I keep trying to stop cutting, but whenever I do I just spend my time fantasizing about it, which I think is more damaging because it's so much worse in my head than it is when I actually do it. I constantly have this picture of me slashing my arms and legs in my head and I can't get rid of it. I'm finding it harder to avoid cutting and thinking about suicide, what should I do? I used to have a psychiatrist but he didn't help. I can't live like this anymore.
Well, I don’t know what your psychiatrist was like but if he didn’t help, he obviously wasn’t very good.
I tried counselling, instead of actually therapy to help with my S.I and that really helped. I felt less burden with my shit, tbh.
I can honestly relate with this problem so much, that’s it almost hard to advise you. Something I am very sorry for. When I first stopped cutting, all I could think about was doing it. The thought plagued me. Honestly I thought about cutting more after I stopped then when I actually did.
I guess, for me, it all got better with time. My life was so dark after i stopped, I guess because I was changing my coping methods etc but after a while, things just started to change. I had a wake up call. I let my anxiety and S.I take over my life, and I failed an entire year of school. It just jolted me back to reality, and I came to the conclusion that I had to fight it, or it would destroy me.
I can’t suggest much, because this is such a personal struggle. (I know that sounds lame but it’s true~) you should really try talking to someone again, even if you just carry on talking to us. The weight off your shoulders will do you wonders.

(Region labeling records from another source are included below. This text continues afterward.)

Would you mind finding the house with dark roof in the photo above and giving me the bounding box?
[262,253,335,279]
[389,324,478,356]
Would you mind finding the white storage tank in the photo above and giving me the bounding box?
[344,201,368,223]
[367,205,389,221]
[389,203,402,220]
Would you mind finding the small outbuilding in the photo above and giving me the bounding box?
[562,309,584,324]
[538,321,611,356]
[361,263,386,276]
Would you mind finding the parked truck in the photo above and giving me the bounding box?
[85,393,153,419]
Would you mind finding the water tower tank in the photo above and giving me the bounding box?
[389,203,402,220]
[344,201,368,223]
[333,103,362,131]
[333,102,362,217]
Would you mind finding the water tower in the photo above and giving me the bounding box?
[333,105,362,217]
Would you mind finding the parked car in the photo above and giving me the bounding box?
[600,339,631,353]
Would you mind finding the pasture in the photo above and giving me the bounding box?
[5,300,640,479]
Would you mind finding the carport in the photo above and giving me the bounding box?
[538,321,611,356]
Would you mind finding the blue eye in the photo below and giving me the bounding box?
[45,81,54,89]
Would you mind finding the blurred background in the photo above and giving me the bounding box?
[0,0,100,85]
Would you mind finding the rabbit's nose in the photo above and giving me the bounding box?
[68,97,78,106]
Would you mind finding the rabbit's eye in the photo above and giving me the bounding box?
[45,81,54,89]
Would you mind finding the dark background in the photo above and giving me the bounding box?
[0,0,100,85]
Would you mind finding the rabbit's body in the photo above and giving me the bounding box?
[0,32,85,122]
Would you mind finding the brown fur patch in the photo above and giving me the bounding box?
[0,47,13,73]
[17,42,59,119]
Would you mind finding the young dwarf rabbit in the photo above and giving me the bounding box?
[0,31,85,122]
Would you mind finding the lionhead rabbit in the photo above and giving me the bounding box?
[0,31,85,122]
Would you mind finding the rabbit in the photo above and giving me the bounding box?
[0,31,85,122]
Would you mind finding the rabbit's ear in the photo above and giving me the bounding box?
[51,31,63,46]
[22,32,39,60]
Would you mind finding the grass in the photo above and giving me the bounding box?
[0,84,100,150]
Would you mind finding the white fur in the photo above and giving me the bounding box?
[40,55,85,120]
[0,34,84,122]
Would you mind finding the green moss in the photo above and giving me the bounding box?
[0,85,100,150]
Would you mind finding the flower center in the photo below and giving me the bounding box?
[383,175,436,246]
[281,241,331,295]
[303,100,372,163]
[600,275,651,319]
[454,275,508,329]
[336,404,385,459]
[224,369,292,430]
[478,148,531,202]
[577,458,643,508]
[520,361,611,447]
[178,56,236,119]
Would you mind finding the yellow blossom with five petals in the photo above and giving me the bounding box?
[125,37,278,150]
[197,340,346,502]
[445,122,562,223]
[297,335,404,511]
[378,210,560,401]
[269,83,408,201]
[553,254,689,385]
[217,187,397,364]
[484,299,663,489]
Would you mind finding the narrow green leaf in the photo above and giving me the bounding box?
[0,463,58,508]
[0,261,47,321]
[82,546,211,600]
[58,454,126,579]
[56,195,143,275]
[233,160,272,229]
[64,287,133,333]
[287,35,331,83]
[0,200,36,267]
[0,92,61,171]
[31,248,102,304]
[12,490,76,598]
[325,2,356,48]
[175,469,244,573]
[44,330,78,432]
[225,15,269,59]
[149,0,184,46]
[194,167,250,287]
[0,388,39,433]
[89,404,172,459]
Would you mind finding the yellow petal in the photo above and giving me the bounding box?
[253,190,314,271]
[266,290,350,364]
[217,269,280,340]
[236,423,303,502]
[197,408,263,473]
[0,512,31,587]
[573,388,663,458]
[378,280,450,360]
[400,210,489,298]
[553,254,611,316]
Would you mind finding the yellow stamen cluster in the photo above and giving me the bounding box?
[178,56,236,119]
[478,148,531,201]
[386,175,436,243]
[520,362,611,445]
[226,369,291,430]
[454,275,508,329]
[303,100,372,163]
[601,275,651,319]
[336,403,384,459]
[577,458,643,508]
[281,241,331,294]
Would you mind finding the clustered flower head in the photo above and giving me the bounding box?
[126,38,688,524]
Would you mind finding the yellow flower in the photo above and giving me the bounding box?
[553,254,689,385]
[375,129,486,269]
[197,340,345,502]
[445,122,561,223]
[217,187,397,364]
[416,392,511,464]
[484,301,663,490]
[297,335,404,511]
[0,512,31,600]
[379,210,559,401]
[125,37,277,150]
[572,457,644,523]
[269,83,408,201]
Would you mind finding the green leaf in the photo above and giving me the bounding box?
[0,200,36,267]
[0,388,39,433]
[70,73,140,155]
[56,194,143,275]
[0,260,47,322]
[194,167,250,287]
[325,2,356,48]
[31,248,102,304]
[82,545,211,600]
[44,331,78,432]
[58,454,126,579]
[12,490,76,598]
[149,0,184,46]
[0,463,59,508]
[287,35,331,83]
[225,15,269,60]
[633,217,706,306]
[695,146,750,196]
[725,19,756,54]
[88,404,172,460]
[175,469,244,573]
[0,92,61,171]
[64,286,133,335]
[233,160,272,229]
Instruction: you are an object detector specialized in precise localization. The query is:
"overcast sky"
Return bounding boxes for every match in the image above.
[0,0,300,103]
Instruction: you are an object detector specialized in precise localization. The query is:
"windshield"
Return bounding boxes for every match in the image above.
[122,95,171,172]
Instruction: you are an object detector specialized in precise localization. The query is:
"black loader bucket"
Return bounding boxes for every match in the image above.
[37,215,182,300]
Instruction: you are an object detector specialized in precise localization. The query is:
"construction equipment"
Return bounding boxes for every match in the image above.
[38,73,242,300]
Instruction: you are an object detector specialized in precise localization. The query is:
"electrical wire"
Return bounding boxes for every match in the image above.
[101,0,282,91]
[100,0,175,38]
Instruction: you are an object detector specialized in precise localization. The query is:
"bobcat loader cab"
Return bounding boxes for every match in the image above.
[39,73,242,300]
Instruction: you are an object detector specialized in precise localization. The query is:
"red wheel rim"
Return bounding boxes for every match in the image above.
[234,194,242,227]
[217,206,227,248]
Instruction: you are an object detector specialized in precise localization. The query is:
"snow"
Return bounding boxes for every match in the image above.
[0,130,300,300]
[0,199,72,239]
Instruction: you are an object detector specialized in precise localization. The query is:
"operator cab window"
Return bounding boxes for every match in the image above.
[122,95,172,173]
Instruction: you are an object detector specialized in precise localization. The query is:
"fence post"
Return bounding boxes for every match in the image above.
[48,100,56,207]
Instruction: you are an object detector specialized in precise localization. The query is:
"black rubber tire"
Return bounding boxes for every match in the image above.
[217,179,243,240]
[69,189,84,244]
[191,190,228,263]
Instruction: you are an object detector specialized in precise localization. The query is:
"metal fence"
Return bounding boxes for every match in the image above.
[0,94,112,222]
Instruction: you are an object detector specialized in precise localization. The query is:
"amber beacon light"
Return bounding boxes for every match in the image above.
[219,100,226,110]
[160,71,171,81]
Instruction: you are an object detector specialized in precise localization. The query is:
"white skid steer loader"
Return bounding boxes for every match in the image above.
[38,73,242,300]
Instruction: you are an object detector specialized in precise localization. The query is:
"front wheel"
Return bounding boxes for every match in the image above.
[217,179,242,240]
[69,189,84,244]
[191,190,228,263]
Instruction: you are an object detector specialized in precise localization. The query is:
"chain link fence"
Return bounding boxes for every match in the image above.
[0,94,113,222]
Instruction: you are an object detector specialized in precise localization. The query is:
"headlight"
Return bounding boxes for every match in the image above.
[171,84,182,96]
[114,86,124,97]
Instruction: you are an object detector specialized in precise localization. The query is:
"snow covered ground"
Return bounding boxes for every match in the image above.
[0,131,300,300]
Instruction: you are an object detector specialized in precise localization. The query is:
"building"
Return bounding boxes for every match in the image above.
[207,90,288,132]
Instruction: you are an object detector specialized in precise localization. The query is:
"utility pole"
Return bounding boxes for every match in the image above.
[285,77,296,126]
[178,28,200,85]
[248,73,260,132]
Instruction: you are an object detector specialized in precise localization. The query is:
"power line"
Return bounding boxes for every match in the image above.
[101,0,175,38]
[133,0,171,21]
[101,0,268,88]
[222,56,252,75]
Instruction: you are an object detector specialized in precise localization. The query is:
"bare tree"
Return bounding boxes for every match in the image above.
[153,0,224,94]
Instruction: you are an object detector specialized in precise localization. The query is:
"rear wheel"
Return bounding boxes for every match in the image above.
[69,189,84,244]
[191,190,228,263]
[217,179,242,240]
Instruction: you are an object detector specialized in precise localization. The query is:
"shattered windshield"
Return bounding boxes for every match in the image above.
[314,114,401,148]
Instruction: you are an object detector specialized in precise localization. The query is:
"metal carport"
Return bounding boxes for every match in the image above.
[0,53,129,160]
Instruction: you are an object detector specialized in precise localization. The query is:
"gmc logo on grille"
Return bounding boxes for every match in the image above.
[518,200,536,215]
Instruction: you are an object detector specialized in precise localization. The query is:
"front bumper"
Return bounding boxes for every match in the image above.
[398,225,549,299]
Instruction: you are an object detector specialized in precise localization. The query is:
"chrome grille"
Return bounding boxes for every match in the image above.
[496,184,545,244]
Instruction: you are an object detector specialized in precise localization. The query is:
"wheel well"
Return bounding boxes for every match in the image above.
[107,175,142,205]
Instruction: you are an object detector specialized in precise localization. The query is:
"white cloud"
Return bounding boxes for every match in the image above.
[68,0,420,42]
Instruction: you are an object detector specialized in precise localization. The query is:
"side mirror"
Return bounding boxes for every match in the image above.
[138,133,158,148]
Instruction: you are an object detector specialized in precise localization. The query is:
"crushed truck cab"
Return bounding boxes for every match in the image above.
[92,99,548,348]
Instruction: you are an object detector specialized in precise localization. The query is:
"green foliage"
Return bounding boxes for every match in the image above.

You should also try to distract yourself, pick up a pen, a book, a football. Anything. Anything that will just take your mind off the bad shit for five minutes.
I know people tell us not to cut, but if it’s your way of coping, it’s your way of coping. That’s what my counsellor told me. You should be more focused on resolving the issues that made you cut in the first place, than seeing cutting as an issue itself.
We’re here for you. Both here and on our personals.